Back in 2008, Capcom released Mega Man 9, a retro throwback to the original Mega Man series that felt and looked like a 8-bit NES game. Last month, Capcom released Mega Man 10, another entry which fixed some of the issues from Mega Man 9 but still lacked in certain areas. With the runaway success of both titles, it's not far fetched to imagine Capcom might be planning Mega Man 11 sometime in the near future. Here are a few things that Capcom should consider when developing their new title:
If Mega Man 9 can be remembered for one thing in particular, it was the unique stage design which introduced new gameplay features such as the swinging platforms in Jewel Man's stage or the teleporters in Galaxy Man's stage. However, the stages were also known for being devilishly hard, to the point where it wasn't uncommon for players to die multiple times throughout the stage before they learned all of the instant-death traps and pitfalls littered throughout the stages. Mega Man 10 rectified this issue by making these areas more recognizable and including an Easy mode which covered many of these pitfalls with platforms, but this came at a cost since Capcom simply returned to the "run and jump to the end of the stage" design prevalent in the original NES Mega Man titles. Finding a middle ground between these two styles would make for stages which feel less like one is simply running from point A to B with some platforming in the middle.
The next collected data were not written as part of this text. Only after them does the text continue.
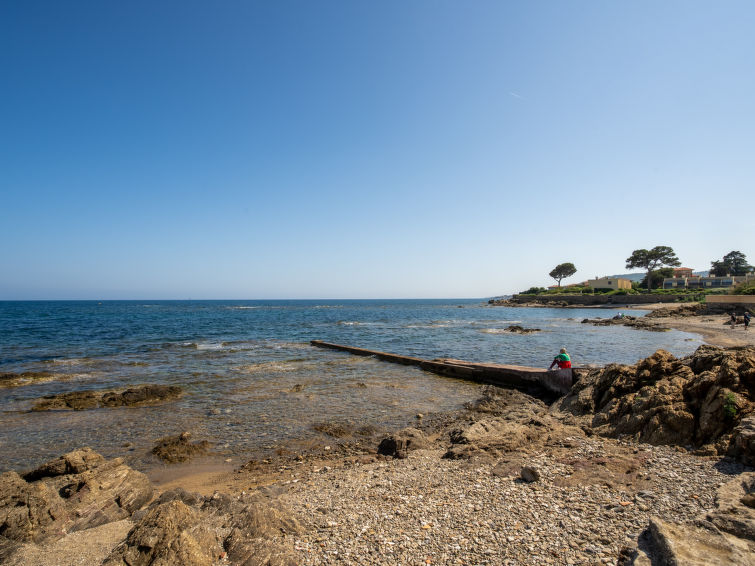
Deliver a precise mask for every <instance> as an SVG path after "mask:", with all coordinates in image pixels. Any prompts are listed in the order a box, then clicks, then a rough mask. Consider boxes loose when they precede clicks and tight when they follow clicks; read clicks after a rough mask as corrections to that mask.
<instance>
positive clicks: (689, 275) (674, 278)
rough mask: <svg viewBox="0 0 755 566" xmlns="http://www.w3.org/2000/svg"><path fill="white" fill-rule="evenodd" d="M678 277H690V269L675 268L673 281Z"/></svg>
mask: <svg viewBox="0 0 755 566" xmlns="http://www.w3.org/2000/svg"><path fill="white" fill-rule="evenodd" d="M679 277H692V268H691V267H676V268H674V279H676V278H679Z"/></svg>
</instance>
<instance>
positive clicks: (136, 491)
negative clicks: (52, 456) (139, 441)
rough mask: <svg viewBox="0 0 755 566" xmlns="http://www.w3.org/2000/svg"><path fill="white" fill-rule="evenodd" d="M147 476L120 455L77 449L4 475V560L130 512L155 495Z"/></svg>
mask: <svg viewBox="0 0 755 566" xmlns="http://www.w3.org/2000/svg"><path fill="white" fill-rule="evenodd" d="M152 493H153V489H152V484H151V483H150V481H149V480H148V479H147V477H146V476H145V475H144V474H142V473H140V472H137V471H135V470H133V469H131V468H130V467H128V466H127V465H125V464H124V463H123V461H122V460H121V459H120V458H115V459H113V460H105V458H103V457H102V456H101V455H99V454H97V453H96V452H94V451H93V450H91V449H90V448H82V449H80V450H75V451H73V452H70V453H68V454H66V455H64V456H61V457H60V458H58V459H56V460H52V461H50V462H47V463H46V464H44V465H42V466H40V467H39V468H37V469H35V470H33V471H31V472H29V473H27V474H24V475H23V476H21V475H19V474H17V473H16V472H6V473H4V474H2V475H0V561H1V560H2V559H4V558H6V557H8V556H10V554H12V553H13V552H14V551H15V549H16V548H17V547H18V546H19V545H20V544H21V543H28V542H31V543H43V542H49V541H51V540H56V539H59V538H61V537H63V536H64V535H66V534H67V533H71V532H74V531H83V530H86V529H90V528H92V527H97V526H99V525H104V524H105V523H110V522H113V521H119V520H121V519H125V518H127V517H130V516H131V515H132V514H133V513H134V512H135V511H136V510H138V509H140V508H141V507H142V506H143V505H144V504H146V503H147V502H148V501H149V500H150V499H151V498H152Z"/></svg>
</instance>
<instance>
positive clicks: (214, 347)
mask: <svg viewBox="0 0 755 566" xmlns="http://www.w3.org/2000/svg"><path fill="white" fill-rule="evenodd" d="M196 348H197V350H222V349H223V343H222V342H200V343H199V344H196Z"/></svg>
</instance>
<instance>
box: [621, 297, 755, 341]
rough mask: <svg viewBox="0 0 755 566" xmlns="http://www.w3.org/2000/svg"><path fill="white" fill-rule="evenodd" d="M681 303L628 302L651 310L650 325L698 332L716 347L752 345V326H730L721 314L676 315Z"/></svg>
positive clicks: (690, 331) (685, 330) (647, 309)
mask: <svg viewBox="0 0 755 566" xmlns="http://www.w3.org/2000/svg"><path fill="white" fill-rule="evenodd" d="M685 306H686V305H685V303H680V304H668V303H654V304H649V305H640V306H634V305H632V309H635V310H648V311H650V312H652V313H653V314H654V316H653V318H648V319H646V320H647V322H649V323H650V324H653V325H655V326H659V327H669V328H673V329H674V330H680V331H682V332H690V333H692V334H699V335H701V336H702V337H703V338H704V339H705V341H706V342H707V343H708V344H710V345H712V346H719V347H721V348H732V347H738V346H755V328H754V329H749V330H745V329H744V327H743V326H742V325H741V324H739V325H737V326H735V327H734V328H732V327H731V326H730V325H729V324H728V321H729V317H728V315H725V314H723V315H722V314H710V315H697V316H679V315H678V314H676V313H677V312H678V311H679V310H680V309H682V308H683V307H685ZM614 308H615V309H617V310H621V309H622V308H627V307H614ZM666 313H667V315H666ZM661 314H664V315H665V316H659V315H661ZM643 318H644V317H643Z"/></svg>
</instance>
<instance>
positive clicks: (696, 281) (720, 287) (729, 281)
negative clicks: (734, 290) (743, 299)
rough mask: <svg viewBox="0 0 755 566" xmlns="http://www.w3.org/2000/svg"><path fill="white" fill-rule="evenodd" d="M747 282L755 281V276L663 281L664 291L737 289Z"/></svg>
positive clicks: (678, 279)
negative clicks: (733, 288)
mask: <svg viewBox="0 0 755 566" xmlns="http://www.w3.org/2000/svg"><path fill="white" fill-rule="evenodd" d="M745 281H755V274H752V273H748V274H747V275H724V276H722V277H710V276H709V277H701V276H699V275H690V276H688V277H676V276H674V277H666V278H665V279H664V280H663V288H664V289H726V288H729V287H735V286H736V285H739V284H740V283H744V282H745Z"/></svg>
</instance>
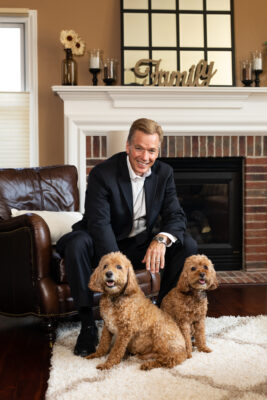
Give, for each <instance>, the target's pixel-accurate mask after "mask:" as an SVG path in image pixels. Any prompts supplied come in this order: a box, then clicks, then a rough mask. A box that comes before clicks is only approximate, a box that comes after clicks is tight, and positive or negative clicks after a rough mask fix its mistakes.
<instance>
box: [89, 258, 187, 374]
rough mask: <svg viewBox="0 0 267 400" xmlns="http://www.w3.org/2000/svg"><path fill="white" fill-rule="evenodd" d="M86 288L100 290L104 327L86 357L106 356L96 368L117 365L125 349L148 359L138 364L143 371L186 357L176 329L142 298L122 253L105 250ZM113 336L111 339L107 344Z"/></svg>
mask: <svg viewBox="0 0 267 400" xmlns="http://www.w3.org/2000/svg"><path fill="white" fill-rule="evenodd" d="M89 288H90V289H91V290H93V291H96V292H102V293H103V296H102V297H101V299H100V313H101V316H102V318H103V320H104V327H103V331H102V335H101V339H100V342H99V345H98V347H97V350H96V352H95V353H93V354H91V355H89V356H88V357H87V358H88V359H92V358H96V357H102V356H104V355H106V354H107V353H109V355H108V358H107V360H106V361H105V363H103V364H100V365H98V366H97V368H99V369H109V368H112V367H113V366H114V365H116V364H119V363H120V361H121V360H122V358H123V356H124V355H125V353H126V350H128V351H129V352H130V353H131V354H134V355H137V356H138V357H139V358H141V359H143V360H148V359H149V361H146V362H145V363H143V364H142V365H141V369H143V370H150V369H152V368H157V367H166V368H172V367H173V366H175V365H177V364H180V363H181V362H183V361H184V360H186V358H187V355H186V349H185V342H184V338H183V335H182V333H181V331H180V329H179V328H178V327H177V325H176V323H175V322H174V321H173V320H172V318H171V317H170V316H169V315H167V314H165V313H164V312H163V311H161V310H160V309H158V307H156V306H155V305H154V304H152V303H151V301H150V300H149V299H147V298H146V297H145V295H144V293H143V292H142V290H141V289H140V287H139V286H138V283H137V280H136V277H135V273H134V270H133V267H132V264H131V262H130V261H129V260H128V258H127V257H125V256H124V255H123V254H122V253H120V252H115V253H109V254H107V255H105V256H103V257H102V258H101V260H100V263H99V265H98V267H97V268H96V269H95V271H94V272H93V274H92V276H91V279H90V282H89ZM113 336H114V337H115V342H114V345H113V346H112V347H111V340H112V337H113ZM110 348H111V349H110Z"/></svg>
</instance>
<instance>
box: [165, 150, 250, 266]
mask: <svg viewBox="0 0 267 400" xmlns="http://www.w3.org/2000/svg"><path fill="white" fill-rule="evenodd" d="M161 160H162V161H164V162H166V163H167V164H169V165H171V166H172V168H173V171H174V180H175V184H176V190H177V194H178V197H179V201H180V203H181V205H182V207H183V209H184V211H185V213H186V216H187V221H188V231H189V232H190V233H191V235H192V236H193V237H194V239H195V240H196V241H197V243H198V248H199V252H200V253H203V254H206V255H207V256H208V257H210V259H211V260H212V261H213V263H214V265H215V268H216V270H224V271H225V270H237V269H242V237H243V235H242V214H243V213H242V204H243V201H242V176H243V157H227V158H221V157H214V158H212V157H207V158H191V157H190V158H187V157H185V158H161Z"/></svg>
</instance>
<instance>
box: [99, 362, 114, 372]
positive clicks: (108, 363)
mask: <svg viewBox="0 0 267 400" xmlns="http://www.w3.org/2000/svg"><path fill="white" fill-rule="evenodd" d="M96 368H97V369H100V370H101V371H103V370H104V369H110V368H112V364H109V363H103V364H98V365H97V366H96Z"/></svg>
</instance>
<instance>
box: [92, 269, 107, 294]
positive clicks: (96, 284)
mask: <svg viewBox="0 0 267 400" xmlns="http://www.w3.org/2000/svg"><path fill="white" fill-rule="evenodd" d="M100 278H101V277H100V266H98V267H97V268H96V269H95V270H94V272H93V273H92V275H91V278H90V281H89V284H88V287H89V289H91V290H92V291H93V292H101V293H103V288H102V284H101V279H100Z"/></svg>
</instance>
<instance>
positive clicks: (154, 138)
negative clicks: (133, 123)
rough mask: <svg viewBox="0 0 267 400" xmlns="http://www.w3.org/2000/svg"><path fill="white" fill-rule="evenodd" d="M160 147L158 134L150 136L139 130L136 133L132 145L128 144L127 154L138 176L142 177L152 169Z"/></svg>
mask: <svg viewBox="0 0 267 400" xmlns="http://www.w3.org/2000/svg"><path fill="white" fill-rule="evenodd" d="M159 146H160V140H159V135H158V134H157V133H154V134H153V135H149V134H146V133H144V132H142V131H139V130H136V131H135V132H134V135H133V137H132V140H131V143H129V142H127V143H126V152H127V154H128V155H129V160H130V163H131V167H132V169H133V170H134V172H135V173H136V175H140V176H142V175H143V174H144V173H146V172H147V171H148V170H149V168H151V167H152V165H153V164H154V162H155V161H156V159H157V157H158V154H159Z"/></svg>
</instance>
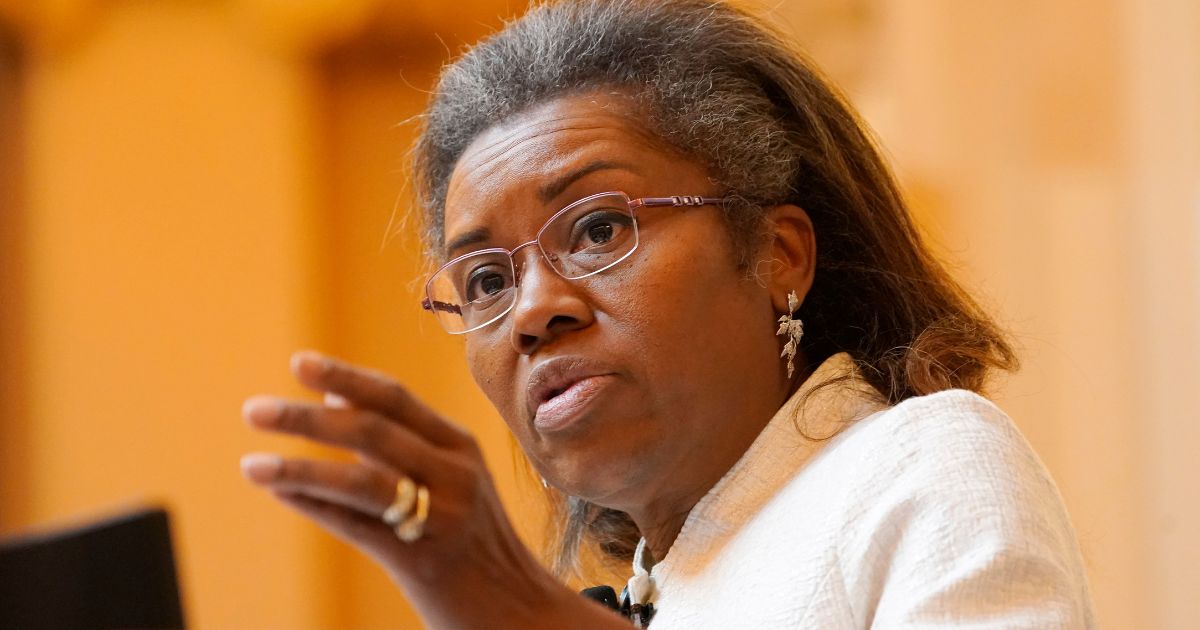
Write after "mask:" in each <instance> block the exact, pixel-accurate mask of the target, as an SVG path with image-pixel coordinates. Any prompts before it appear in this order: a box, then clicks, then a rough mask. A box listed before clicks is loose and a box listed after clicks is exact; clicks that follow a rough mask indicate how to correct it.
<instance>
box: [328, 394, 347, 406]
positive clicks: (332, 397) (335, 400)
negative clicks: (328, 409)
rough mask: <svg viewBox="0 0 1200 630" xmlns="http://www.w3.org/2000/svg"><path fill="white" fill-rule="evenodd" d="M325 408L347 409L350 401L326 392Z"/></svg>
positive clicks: (339, 396) (344, 398)
mask: <svg viewBox="0 0 1200 630" xmlns="http://www.w3.org/2000/svg"><path fill="white" fill-rule="evenodd" d="M325 407H329V408H331V409H349V408H350V401H348V400H346V398H343V397H342V396H338V395H337V394H334V392H332V391H326V392H325Z"/></svg>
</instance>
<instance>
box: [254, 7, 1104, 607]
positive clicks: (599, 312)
mask: <svg viewBox="0 0 1200 630" xmlns="http://www.w3.org/2000/svg"><path fill="white" fill-rule="evenodd" d="M415 157H416V167H418V182H419V188H420V191H421V193H422V194H421V200H422V204H424V208H425V211H426V226H427V234H426V236H427V239H426V242H427V245H428V256H430V257H431V259H432V260H434V262H436V263H438V271H437V272H436V274H433V275H432V277H431V278H430V281H428V284H427V298H426V300H425V307H426V308H427V310H430V311H431V312H432V313H433V314H434V316H436V317H437V318H438V320H439V322H440V323H442V325H443V326H444V328H445V329H446V331H449V332H452V334H462V335H464V336H466V349H467V361H468V364H469V365H470V368H472V373H473V376H474V378H475V380H476V383H478V384H479V386H480V388H481V389H482V390H484V392H485V394H486V395H487V396H488V398H490V400H491V402H492V403H493V404H494V406H496V407H497V409H498V410H499V412H500V415H502V416H503V418H504V419H505V421H506V422H508V425H509V427H510V430H511V431H512V433H514V436H515V437H516V439H517V442H518V443H520V445H521V448H522V450H523V451H524V454H526V455H527V456H528V457H529V460H530V462H532V463H533V466H534V467H535V468H536V470H538V472H539V473H540V475H541V476H542V478H544V479H545V482H546V485H547V487H550V488H551V496H552V497H553V499H554V500H556V505H557V508H558V509H559V516H560V526H562V527H560V532H562V535H560V536H559V540H558V548H557V562H556V563H554V564H556V566H554V569H556V572H557V574H558V576H563V575H566V574H569V572H571V571H572V570H574V569H575V568H577V565H578V552H580V551H581V550H594V551H596V552H598V553H600V554H601V556H602V557H608V558H616V559H620V560H624V562H631V563H632V570H631V574H632V577H631V580H630V582H629V584H628V587H626V588H625V593H624V595H623V600H624V601H623V602H622V604H623V606H622V611H620V614H613V613H612V612H611V611H607V610H605V608H604V607H602V606H600V605H598V604H595V602H593V601H589V600H587V599H584V598H580V596H578V595H577V594H575V593H572V592H570V590H569V589H568V588H566V587H564V586H562V583H560V582H559V580H558V577H556V576H554V575H553V574H552V572H550V571H547V570H546V569H544V568H542V566H541V565H540V564H539V563H538V562H536V560H535V558H534V556H533V554H532V553H530V552H529V551H528V550H526V548H524V547H523V546H522V544H521V542H520V541H518V539H517V536H516V535H515V534H514V532H512V528H511V526H510V524H509V523H508V521H506V520H505V516H504V512H503V510H502V508H500V504H499V500H498V499H497V494H496V492H494V490H493V486H492V482H491V480H490V476H488V474H487V472H486V469H485V467H484V464H482V458H481V457H480V454H479V450H478V448H476V446H475V444H474V442H473V440H472V438H470V437H469V436H468V434H466V433H464V432H463V431H462V430H460V428H458V427H456V426H455V425H454V424H452V422H450V421H448V420H445V419H442V418H439V416H437V415H436V414H433V413H432V412H430V410H428V409H427V408H425V407H422V406H421V404H420V403H419V402H418V401H416V400H415V398H414V397H413V396H412V395H410V394H409V392H408V391H407V390H406V389H404V388H403V386H402V385H400V384H396V383H394V382H391V380H389V379H388V378H386V377H383V376H379V374H376V373H371V372H366V371H362V370H360V368H356V367H353V366H349V365H344V364H341V362H337V361H334V360H330V359H325V358H322V356H317V355H313V354H300V355H298V356H296V358H295V360H294V362H293V368H294V372H295V376H296V378H298V379H299V380H300V382H301V383H302V384H305V385H306V386H308V388H311V389H313V390H316V391H320V392H325V394H326V403H325V404H323V406H316V404H307V403H302V402H290V401H280V400H275V398H253V400H251V401H248V402H247V406H246V409H245V415H246V418H247V421H248V422H251V424H252V425H253V426H256V427H259V428H263V430H268V431H276V432H284V433H294V434H299V436H304V437H307V438H310V439H314V440H318V442H323V443H329V444H334V445H338V446H343V448H347V449H350V450H354V451H356V452H358V454H359V455H361V458H360V460H361V462H362V463H355V464H350V463H335V462H320V461H284V460H282V458H280V457H276V456H262V455H259V456H250V457H247V458H246V461H245V462H244V469H245V474H246V475H247V476H248V478H250V479H251V480H252V481H254V482H257V484H260V485H263V486H264V487H266V488H269V490H271V491H272V492H274V493H275V494H276V497H278V498H280V499H281V500H283V502H284V503H287V504H289V505H292V506H294V508H296V509H299V510H300V511H301V512H304V514H305V515H307V516H310V517H312V518H313V520H316V521H317V522H318V523H320V524H323V526H324V527H325V528H328V529H329V530H330V532H332V533H335V534H337V535H340V536H342V538H343V539H346V540H348V541H349V542H352V544H354V545H355V546H358V547H359V548H361V550H362V551H365V552H366V553H368V554H371V556H372V557H373V558H374V559H376V560H378V562H379V563H380V564H382V565H383V566H385V568H386V569H388V570H389V571H390V574H391V575H392V576H394V578H395V580H396V582H397V583H398V584H400V586H401V588H402V589H403V590H404V592H406V593H407V595H408V596H409V599H410V600H412V601H413V602H414V605H415V606H416V607H418V610H419V612H420V613H421V614H422V617H424V618H425V619H426V622H427V623H428V624H430V625H431V626H433V628H478V626H488V628H510V626H511V628H628V626H629V623H630V620H632V623H634V624H635V625H638V626H644V625H646V624H648V623H650V622H652V619H653V628H655V629H660V628H662V629H670V628H866V626H880V628H893V626H908V625H934V624H964V625H966V624H971V625H973V626H980V628H982V626H988V628H1081V626H1088V625H1091V623H1092V616H1091V605H1090V601H1088V595H1087V586H1086V580H1085V577H1084V571H1082V568H1081V562H1080V558H1079V552H1078V545H1076V542H1075V539H1074V534H1073V532H1072V529H1070V524H1069V521H1068V518H1067V515H1066V512H1064V510H1063V508H1062V503H1061V499H1060V497H1058V494H1057V491H1056V490H1055V487H1054V484H1052V481H1050V479H1049V476H1048V475H1046V473H1045V470H1044V469H1043V467H1042V466H1040V463H1039V462H1038V460H1037V457H1036V456H1034V455H1033V452H1032V451H1031V450H1030V448H1028V445H1027V444H1026V443H1025V442H1024V439H1022V438H1021V437H1020V434H1019V433H1018V432H1016V430H1015V428H1014V427H1013V425H1012V422H1010V421H1009V420H1008V418H1007V416H1004V414H1003V413H1002V412H1000V410H998V409H996V408H995V407H994V406H992V404H991V403H989V402H988V401H986V400H984V398H982V397H980V396H979V395H978V394H977V392H978V391H979V390H980V389H982V386H983V384H984V379H985V376H986V373H988V372H989V371H990V370H994V368H1010V367H1013V366H1014V364H1015V359H1014V356H1013V353H1012V350H1010V349H1009V347H1008V344H1007V343H1006V342H1004V340H1003V338H1002V336H1001V334H1000V332H998V331H997V329H996V326H995V324H994V323H992V322H991V320H990V319H989V318H988V317H986V316H985V314H984V313H982V312H980V310H979V308H978V307H977V306H976V305H974V302H972V301H971V300H970V298H968V296H966V295H965V294H964V292H962V290H961V289H960V288H959V287H958V286H956V284H955V283H954V282H953V281H952V280H950V278H949V277H948V276H947V275H946V272H944V271H943V270H942V269H941V268H940V266H938V265H937V264H936V263H935V262H934V259H932V258H931V257H930V254H929V253H928V251H926V248H925V247H924V245H923V244H922V242H920V239H919V238H918V235H917V232H916V229H914V228H913V226H912V222H911V218H910V216H908V212H907V210H906V209H905V205H904V202H902V199H901V198H900V194H899V193H898V191H896V186H895V184H894V181H893V179H892V176H890V174H889V173H888V170H887V168H886V166H884V164H883V162H882V160H881V157H880V155H878V152H877V151H876V149H875V148H874V145H872V144H871V142H870V139H869V137H868V134H866V133H865V132H864V130H863V126H862V125H860V124H859V122H858V120H857V118H856V116H854V115H853V113H852V112H851V110H850V108H848V107H847V106H846V104H845V103H844V102H842V101H841V100H840V98H839V97H838V96H836V94H835V92H834V91H833V90H832V89H830V88H829V85H828V84H827V83H826V82H824V80H822V79H821V78H820V77H818V74H817V73H816V72H815V71H814V70H812V67H811V65H810V64H808V62H806V61H804V60H802V59H800V58H799V56H798V55H797V54H796V53H793V52H791V50H790V49H788V48H787V47H786V46H785V44H782V43H781V41H780V40H779V38H778V37H775V36H773V35H770V34H769V32H768V31H767V30H764V28H763V26H762V25H761V24H758V23H757V22H755V20H754V19H751V18H749V17H748V16H745V14H743V13H742V12H739V11H738V10H734V8H732V7H728V6H725V5H720V4H716V5H713V4H710V2H709V1H708V0H672V1H666V2H664V1H648V0H647V1H636V0H618V1H599V0H592V1H588V0H584V1H574V2H559V4H552V5H546V6H540V7H538V8H535V10H533V11H530V12H529V13H528V14H527V16H526V17H524V18H522V19H521V20H518V22H515V23H512V24H510V25H508V26H506V28H505V29H504V30H503V31H502V32H500V34H498V35H496V36H494V37H492V38H490V40H487V41H485V42H482V43H480V44H479V46H476V47H475V48H474V49H473V50H470V52H468V53H467V54H466V55H464V56H463V58H461V59H460V60H458V61H456V62H455V64H452V65H450V66H449V67H448V68H446V70H445V71H444V73H443V76H442V79H440V83H439V85H438V89H437V91H436V92H434V96H433V100H432V103H431V106H430V109H428V112H427V114H426V116H425V128H424V130H422V136H421V138H420V140H419V143H418V145H416V151H415ZM655 559H658V562H656V560H655Z"/></svg>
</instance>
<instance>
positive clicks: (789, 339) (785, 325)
mask: <svg viewBox="0 0 1200 630" xmlns="http://www.w3.org/2000/svg"><path fill="white" fill-rule="evenodd" d="M799 308H800V299H799V298H797V296H796V290H792V292H791V293H788V294H787V311H788V313H787V314H782V316H780V317H779V330H778V331H775V335H787V343H786V344H784V352H782V353H781V354H780V355H779V356H780V358H781V359H787V378H792V372H794V371H796V350H798V349H799V348H800V337H803V336H804V322H800V320H799V319H798V318H797V317H796V311H798V310H799Z"/></svg>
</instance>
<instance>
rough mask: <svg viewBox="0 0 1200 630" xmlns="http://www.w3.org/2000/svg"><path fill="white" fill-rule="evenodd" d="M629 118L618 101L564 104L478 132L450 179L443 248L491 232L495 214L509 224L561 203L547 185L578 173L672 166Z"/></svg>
mask: <svg viewBox="0 0 1200 630" xmlns="http://www.w3.org/2000/svg"><path fill="white" fill-rule="evenodd" d="M635 115H636V113H635V109H634V107H632V104H631V102H630V101H629V100H628V98H625V97H620V96H616V95H602V94H598V95H582V96H570V97H563V98H557V100H553V101H550V102H547V103H544V104H542V106H539V107H536V108H534V109H532V110H529V112H527V113H523V114H521V115H517V116H514V118H512V119H511V120H509V121H505V122H503V124H500V125H496V126H493V127H491V128H488V130H487V131H485V132H482V133H481V134H480V136H479V137H476V138H475V139H474V140H473V142H472V143H470V145H468V148H467V149H466V150H464V151H463V154H462V157H461V158H460V160H458V163H457V164H456V166H455V170H454V173H452V174H451V176H450V182H449V186H448V188H446V204H445V238H446V242H450V241H451V240H454V239H455V236H456V234H461V233H463V232H468V230H478V229H480V228H488V227H491V224H492V223H493V222H496V221H497V220H498V218H500V217H498V216H493V214H494V212H496V210H494V209H496V208H504V209H505V211H506V216H511V215H512V211H514V210H515V209H520V208H528V209H530V210H533V209H544V206H545V205H546V204H551V203H553V202H562V200H563V199H557V197H558V196H559V194H560V193H563V192H565V190H558V188H560V187H562V186H554V184H556V182H558V180H560V179H562V178H564V176H568V175H571V174H572V173H576V172H578V170H580V169H581V168H584V167H589V166H593V167H595V166H599V167H600V168H601V169H607V170H614V172H617V170H619V172H623V173H625V174H628V175H630V176H641V178H652V176H654V175H655V174H661V172H664V170H665V169H667V168H668V167H670V164H671V163H672V161H674V162H678V157H674V156H672V155H671V151H670V149H667V148H666V146H665V145H664V144H662V143H661V140H659V139H658V138H656V137H654V136H653V134H650V133H649V132H647V131H644V128H643V127H642V126H641V125H638V124H636V122H634V120H635V119H634V116H635ZM589 170H590V169H589ZM562 188H566V187H562ZM590 192H602V191H590ZM626 192H634V191H626Z"/></svg>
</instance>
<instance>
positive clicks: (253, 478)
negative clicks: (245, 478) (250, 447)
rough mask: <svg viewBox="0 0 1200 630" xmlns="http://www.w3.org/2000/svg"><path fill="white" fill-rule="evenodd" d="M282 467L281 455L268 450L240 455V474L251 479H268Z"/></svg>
mask: <svg viewBox="0 0 1200 630" xmlns="http://www.w3.org/2000/svg"><path fill="white" fill-rule="evenodd" d="M282 468H283V457H280V456H278V455H271V454H268V452H252V454H250V455H242V457H241V474H242V476H245V478H246V479H248V480H251V481H270V480H272V479H275V476H276V475H278V474H280V470H281V469H282Z"/></svg>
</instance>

Mega Man 9 featured some of the more unique weapons in the series, such as the Galaxy Bomb which absorbed projectiles and nearby enemies. It created some intriguing puzzles throughout the game, especially in the Wily Stages where players needed to use them sparingly to make it through the stage successfully. This also made for some inventive Time Attack runs, where players would have access to every weapon in the game in an attempt to clear the stage with the fastest time. However, in Mega Man 10, outside of a few specific weapons, such as the Rebound Stiker, many of the weapons were either slightly different versions of each other or near-exact copies of previous Mega Man weapons, or even near-useless weapons such as the Thunder Wool. While there is nothing wrong with having throwbacks to previous Mega Man weapons, when nearly half of the weapons are so similar the homage starts to run extremely thin and makes the game feel cheap.
This was one area where Mega Man 10 shined. In Mega Man 9, almost every stage's music could have been switched with another stage's music and it would not have made much of a difference. In Mega Man 10, each stage's music has its own specific theme that perfectly fits the mood, such as the water sounds in Pump Man's stage or the upbeat theme in Strike Man' stage. This is something that should be carried on in Mega Man 11, as the music for a stage can make all the difference in the feel the player gets from it.
While there are other issues with Mega Man 9 and 10 that Capcom could fix in Mega Man 11, implementing the above changes would make for a title that feels less like a rehash of the previous NES games and more like a nostalgic throwback that improves on the series while still sticking to the key gameplay mechanics that old-school players expect out of the series.